In my last post on the book Radical, I shared David Platt’s convicting thoughts about how many Christians ignore what Jesus said about what it really means to follow Him. Instead, we choose to mold Jesus into a “nice, middle-class, American Jesus . . . who doesn’t mind materialism and who would never call us to give away everything we have” (p. 13). As convicted as I was by these words, I was even more convicted by Platt’s discussion of the result this misunderstanding of true discipleship.
Platt writes: “While Christians choose to spend their lives fulfilling the American dream instead of giving their lives to proclaiming the kingdom of God, literally billions in need of the gospel remain in the dark” (p. 14).
While we are busy accumulating stuff and ensuring our comfort, BILLIONS are perishing apart from Christ. Do we care? Do I care? Do I care about the eternal implications for my family member who doesn’t know Christ? Do I care about the people of Bhutan, a small country between China and India that I read about this morning with my kids, where the government (a Buddhist kingdom) lets very few foreigners inside the country and any Christians who make it in are forbidden to talk about Christ?
If I say I care, do I back it up with actions? With my checkbook? With my prayers?
Another large group of people paying the price for our failure to follow Christ properly are the poor. Platt writes: “Consider the cost when these Christians gather in churches and choose to spend millions of dollars on nice buildings to drive up to, cushioned chairs to sit in, and endless programs to enjoy for themselves. Consider the cost for the starving multitudes who sit outside the gate of contemporary Christian affluence” (p. 15).

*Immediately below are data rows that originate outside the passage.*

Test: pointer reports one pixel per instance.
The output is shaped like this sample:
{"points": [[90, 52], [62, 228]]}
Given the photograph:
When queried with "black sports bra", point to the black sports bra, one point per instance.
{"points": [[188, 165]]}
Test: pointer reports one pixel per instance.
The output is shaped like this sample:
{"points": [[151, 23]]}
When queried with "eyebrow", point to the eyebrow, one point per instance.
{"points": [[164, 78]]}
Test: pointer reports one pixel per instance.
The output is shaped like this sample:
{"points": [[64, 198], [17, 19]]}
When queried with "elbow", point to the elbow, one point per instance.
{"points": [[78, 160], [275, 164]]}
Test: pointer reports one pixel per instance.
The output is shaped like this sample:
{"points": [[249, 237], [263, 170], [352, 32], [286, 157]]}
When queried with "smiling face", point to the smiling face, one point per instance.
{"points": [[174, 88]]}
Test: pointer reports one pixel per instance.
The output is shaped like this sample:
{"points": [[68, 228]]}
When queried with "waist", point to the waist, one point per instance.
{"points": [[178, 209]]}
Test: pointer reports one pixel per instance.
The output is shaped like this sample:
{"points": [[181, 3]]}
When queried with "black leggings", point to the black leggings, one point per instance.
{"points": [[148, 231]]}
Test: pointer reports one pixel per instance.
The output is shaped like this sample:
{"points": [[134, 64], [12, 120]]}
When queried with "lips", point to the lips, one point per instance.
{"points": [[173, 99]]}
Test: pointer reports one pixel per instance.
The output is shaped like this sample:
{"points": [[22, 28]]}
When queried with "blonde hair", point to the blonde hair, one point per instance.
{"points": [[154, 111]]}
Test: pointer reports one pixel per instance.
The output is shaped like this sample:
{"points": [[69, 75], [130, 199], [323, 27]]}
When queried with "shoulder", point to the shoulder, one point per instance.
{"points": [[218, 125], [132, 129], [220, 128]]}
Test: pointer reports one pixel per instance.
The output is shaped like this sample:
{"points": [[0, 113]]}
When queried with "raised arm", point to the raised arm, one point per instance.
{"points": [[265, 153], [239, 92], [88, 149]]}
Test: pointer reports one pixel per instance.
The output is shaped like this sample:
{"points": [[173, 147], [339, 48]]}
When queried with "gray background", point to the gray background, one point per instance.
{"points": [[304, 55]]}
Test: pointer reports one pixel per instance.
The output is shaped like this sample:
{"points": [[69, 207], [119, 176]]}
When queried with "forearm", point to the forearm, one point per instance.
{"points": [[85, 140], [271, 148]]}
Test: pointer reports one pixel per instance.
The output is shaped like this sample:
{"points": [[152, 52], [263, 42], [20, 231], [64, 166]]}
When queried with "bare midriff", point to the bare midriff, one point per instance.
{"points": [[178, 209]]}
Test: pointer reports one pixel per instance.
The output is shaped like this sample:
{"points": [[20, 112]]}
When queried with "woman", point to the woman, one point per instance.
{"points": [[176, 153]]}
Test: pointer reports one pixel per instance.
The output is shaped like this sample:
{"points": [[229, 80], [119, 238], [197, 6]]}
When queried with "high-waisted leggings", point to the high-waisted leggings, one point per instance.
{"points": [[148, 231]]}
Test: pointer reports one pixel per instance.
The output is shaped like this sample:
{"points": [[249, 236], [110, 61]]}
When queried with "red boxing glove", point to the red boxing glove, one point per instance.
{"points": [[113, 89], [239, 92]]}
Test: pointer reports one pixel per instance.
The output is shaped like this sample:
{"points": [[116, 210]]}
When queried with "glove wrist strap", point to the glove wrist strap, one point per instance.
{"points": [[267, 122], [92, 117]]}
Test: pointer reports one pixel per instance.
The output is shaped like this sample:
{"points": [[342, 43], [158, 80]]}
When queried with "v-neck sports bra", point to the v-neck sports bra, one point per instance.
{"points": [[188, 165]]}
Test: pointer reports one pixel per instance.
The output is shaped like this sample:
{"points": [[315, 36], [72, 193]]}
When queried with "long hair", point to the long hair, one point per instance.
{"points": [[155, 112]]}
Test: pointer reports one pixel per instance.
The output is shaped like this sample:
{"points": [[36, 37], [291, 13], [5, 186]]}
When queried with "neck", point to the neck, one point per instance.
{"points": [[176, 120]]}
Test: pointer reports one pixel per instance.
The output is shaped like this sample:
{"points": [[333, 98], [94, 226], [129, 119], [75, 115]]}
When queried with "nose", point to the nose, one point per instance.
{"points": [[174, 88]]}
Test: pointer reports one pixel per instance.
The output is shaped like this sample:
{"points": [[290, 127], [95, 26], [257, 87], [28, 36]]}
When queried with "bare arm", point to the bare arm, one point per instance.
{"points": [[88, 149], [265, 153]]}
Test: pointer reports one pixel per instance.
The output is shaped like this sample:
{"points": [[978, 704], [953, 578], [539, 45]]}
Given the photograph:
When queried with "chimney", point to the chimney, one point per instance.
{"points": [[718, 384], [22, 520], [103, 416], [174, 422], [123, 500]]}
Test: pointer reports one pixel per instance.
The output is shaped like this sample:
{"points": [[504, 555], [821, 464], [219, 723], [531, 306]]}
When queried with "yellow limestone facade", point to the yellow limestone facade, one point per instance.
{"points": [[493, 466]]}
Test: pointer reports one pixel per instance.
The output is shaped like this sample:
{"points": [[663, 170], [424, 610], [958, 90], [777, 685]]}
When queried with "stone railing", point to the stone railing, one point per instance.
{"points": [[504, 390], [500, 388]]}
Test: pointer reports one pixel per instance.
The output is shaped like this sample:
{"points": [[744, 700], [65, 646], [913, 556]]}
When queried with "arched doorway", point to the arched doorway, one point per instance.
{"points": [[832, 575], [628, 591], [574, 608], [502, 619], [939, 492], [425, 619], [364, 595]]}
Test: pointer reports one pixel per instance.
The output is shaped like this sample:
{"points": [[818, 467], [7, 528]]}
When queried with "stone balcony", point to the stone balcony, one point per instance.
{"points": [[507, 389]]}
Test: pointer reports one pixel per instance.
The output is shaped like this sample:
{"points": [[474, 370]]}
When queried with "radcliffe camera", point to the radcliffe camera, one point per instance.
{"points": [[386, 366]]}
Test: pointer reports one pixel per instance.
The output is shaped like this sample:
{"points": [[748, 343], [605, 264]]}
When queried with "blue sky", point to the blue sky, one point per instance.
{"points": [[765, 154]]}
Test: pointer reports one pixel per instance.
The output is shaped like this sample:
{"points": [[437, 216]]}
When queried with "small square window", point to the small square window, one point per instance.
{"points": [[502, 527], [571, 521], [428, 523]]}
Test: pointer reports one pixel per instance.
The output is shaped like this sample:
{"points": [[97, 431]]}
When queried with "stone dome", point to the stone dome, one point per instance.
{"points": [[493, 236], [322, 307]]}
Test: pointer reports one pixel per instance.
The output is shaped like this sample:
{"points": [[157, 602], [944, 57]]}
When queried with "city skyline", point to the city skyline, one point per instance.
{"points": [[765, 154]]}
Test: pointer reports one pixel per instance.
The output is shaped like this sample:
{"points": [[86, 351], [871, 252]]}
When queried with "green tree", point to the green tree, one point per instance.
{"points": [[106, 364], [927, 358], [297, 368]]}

Platt writes about two headlines he saw in a Christian publication in 2004. On the cover, the left headline read: “First Baptist Church Celebrates New $23 Million Building.” On the right, the headline read: “Baptist Relief Helps Sudanese Refugees” and the article explained that $5,000 had been raised to help refugees in western Sudan. Platt concludes: “Where have we gone wrong? How did we get to the place where this is actually tolerable?” (emphasis mine, p. 16)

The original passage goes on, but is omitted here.